|Simulations & Models
|Students can repeat the exercise until they get it correct
||If students make a mistake, the specimen is ruined. They can’t go back and try again.
|Students’ knowledge is tested at every step; students must show a grasp of the concepts before advancing.
||Difficult for the teacher to monitor every group of students; errors may not be caught until too late.
|Detailed information about organs, their functions and locations is available at the click of a mouse.
||Students may be too concerned with procedure to gain adequate knowledge about the organs.
|On-screen videos of actual dissections allow students a close-up look at the procedure.
||Demonstrations by the teacher may not be easily seen by all students.
|Programs can be edited to meet specific students needs without other students’ knowledge.
||All students need to complete the same dissection procedure, resulting in some students feeling frustrated.
|Once the software is installed there is no further set-up needed. Students who miss a lab due to illness can make it up at any time.
||Lab supplies and utensils must be set out before every lab, and cleaned and put away afterwards. Difficult for a student to make up a missed lab.

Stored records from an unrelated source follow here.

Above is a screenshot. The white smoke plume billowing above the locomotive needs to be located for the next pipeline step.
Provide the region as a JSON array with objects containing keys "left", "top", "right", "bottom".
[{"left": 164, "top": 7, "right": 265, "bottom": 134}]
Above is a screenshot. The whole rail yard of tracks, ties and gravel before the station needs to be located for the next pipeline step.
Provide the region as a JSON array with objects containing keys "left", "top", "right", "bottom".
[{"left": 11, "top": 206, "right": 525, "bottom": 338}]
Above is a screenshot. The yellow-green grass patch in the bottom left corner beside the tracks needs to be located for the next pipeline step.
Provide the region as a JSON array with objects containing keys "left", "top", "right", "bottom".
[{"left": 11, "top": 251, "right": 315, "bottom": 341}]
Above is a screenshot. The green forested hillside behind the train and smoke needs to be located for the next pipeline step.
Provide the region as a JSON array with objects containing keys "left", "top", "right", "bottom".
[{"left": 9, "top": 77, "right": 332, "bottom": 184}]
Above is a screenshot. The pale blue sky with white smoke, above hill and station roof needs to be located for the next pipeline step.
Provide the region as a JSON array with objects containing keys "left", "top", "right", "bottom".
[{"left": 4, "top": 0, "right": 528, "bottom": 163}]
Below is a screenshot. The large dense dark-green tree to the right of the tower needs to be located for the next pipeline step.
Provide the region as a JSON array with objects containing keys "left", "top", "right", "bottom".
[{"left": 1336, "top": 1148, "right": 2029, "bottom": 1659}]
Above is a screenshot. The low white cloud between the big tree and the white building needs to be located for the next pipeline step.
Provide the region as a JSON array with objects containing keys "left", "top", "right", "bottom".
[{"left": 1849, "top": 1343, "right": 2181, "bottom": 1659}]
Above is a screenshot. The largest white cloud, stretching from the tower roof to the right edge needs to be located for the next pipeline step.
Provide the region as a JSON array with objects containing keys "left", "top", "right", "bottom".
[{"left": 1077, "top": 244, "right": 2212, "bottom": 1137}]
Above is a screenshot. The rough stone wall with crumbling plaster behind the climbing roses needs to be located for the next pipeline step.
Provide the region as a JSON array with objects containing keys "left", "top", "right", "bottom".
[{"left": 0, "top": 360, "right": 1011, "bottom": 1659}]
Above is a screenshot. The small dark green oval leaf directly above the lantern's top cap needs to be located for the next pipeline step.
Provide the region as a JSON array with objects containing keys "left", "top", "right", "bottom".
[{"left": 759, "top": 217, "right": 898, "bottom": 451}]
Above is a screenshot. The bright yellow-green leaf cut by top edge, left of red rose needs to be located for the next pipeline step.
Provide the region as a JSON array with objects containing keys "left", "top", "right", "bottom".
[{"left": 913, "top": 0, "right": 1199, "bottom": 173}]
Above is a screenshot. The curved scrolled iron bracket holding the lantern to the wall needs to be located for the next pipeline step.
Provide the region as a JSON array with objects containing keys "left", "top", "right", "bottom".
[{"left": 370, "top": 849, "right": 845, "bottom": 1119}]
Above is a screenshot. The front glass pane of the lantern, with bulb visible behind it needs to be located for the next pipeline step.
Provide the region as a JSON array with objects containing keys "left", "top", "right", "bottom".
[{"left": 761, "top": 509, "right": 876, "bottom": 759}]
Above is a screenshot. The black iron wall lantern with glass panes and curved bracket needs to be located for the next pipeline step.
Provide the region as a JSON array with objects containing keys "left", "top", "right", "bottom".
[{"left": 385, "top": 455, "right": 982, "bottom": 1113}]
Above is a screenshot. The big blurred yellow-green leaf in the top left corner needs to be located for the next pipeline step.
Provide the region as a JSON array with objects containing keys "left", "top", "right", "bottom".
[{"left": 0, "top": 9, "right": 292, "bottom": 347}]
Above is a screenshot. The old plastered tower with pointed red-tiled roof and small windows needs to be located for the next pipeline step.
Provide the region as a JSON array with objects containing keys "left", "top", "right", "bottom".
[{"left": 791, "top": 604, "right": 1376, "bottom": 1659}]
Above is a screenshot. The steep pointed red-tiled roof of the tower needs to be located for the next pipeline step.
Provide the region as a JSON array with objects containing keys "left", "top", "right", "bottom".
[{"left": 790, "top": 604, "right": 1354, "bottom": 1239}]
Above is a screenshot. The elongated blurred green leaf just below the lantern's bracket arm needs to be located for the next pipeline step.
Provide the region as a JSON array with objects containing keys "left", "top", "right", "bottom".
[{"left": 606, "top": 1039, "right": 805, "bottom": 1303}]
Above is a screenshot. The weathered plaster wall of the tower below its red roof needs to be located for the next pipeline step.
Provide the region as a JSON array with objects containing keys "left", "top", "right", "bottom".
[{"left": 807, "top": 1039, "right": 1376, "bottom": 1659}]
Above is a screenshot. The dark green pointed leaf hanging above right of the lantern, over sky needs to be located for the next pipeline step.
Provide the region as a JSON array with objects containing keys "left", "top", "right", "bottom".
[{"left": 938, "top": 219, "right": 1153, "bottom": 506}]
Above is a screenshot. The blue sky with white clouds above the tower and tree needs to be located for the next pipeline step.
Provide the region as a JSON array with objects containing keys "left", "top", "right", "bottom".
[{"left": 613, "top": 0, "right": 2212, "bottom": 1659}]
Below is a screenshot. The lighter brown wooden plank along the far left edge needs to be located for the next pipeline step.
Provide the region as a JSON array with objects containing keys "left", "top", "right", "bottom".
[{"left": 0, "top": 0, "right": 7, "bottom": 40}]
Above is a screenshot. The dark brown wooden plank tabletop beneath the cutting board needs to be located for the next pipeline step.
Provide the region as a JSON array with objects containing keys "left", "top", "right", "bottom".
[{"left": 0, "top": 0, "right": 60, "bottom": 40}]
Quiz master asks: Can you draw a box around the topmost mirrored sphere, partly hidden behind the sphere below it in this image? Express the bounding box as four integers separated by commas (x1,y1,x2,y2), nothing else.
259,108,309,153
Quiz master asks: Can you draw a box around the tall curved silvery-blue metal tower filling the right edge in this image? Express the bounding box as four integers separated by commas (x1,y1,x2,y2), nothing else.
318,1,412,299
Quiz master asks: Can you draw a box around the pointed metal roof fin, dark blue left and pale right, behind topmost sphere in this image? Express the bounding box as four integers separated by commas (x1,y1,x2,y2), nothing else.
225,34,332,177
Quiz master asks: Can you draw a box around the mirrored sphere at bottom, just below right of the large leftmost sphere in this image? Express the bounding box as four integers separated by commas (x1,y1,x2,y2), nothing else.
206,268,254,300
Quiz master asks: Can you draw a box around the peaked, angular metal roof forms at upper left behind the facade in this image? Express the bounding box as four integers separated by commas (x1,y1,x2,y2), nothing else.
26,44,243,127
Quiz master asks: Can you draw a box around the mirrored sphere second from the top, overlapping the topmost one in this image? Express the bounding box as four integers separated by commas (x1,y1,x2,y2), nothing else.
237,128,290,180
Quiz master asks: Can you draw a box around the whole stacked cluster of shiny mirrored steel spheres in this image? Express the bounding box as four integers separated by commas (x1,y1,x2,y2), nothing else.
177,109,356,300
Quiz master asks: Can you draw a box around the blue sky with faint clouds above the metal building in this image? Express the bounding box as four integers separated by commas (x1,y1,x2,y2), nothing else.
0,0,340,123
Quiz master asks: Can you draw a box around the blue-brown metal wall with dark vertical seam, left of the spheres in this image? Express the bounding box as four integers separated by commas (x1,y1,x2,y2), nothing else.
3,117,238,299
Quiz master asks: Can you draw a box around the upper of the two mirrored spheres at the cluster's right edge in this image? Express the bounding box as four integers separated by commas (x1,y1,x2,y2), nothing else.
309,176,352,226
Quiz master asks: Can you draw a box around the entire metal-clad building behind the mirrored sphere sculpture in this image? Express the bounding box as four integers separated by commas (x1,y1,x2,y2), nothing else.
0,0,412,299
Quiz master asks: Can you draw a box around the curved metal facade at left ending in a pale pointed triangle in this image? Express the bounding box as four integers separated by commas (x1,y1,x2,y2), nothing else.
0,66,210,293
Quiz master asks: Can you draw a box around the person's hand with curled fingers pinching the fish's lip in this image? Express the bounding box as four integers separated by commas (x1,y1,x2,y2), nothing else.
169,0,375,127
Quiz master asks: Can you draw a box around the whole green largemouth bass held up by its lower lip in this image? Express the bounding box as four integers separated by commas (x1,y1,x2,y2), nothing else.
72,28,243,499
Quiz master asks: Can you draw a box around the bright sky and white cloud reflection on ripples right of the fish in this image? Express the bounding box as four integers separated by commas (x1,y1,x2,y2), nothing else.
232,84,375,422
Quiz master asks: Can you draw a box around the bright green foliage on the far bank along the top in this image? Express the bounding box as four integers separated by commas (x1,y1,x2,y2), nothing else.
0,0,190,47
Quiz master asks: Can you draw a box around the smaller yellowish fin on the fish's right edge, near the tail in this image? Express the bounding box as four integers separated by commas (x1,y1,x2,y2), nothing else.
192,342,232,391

|Students can learn about biology without feeling they are responsible for an animal’s death or adding to the diminishment of a species.
||Students may act out during a dissection lab – often because they don’t know how to express their ethical concerns, or don’t feel comfortable enough to express their feelings appropriately.
|Costs are kept low since the software can be used year after year. Compared to the cost of prepared specimens, software pays for itself in one to three years.
||Preserved specimens must be purchased every year for each pair of students; prices can vary and usually increase each year.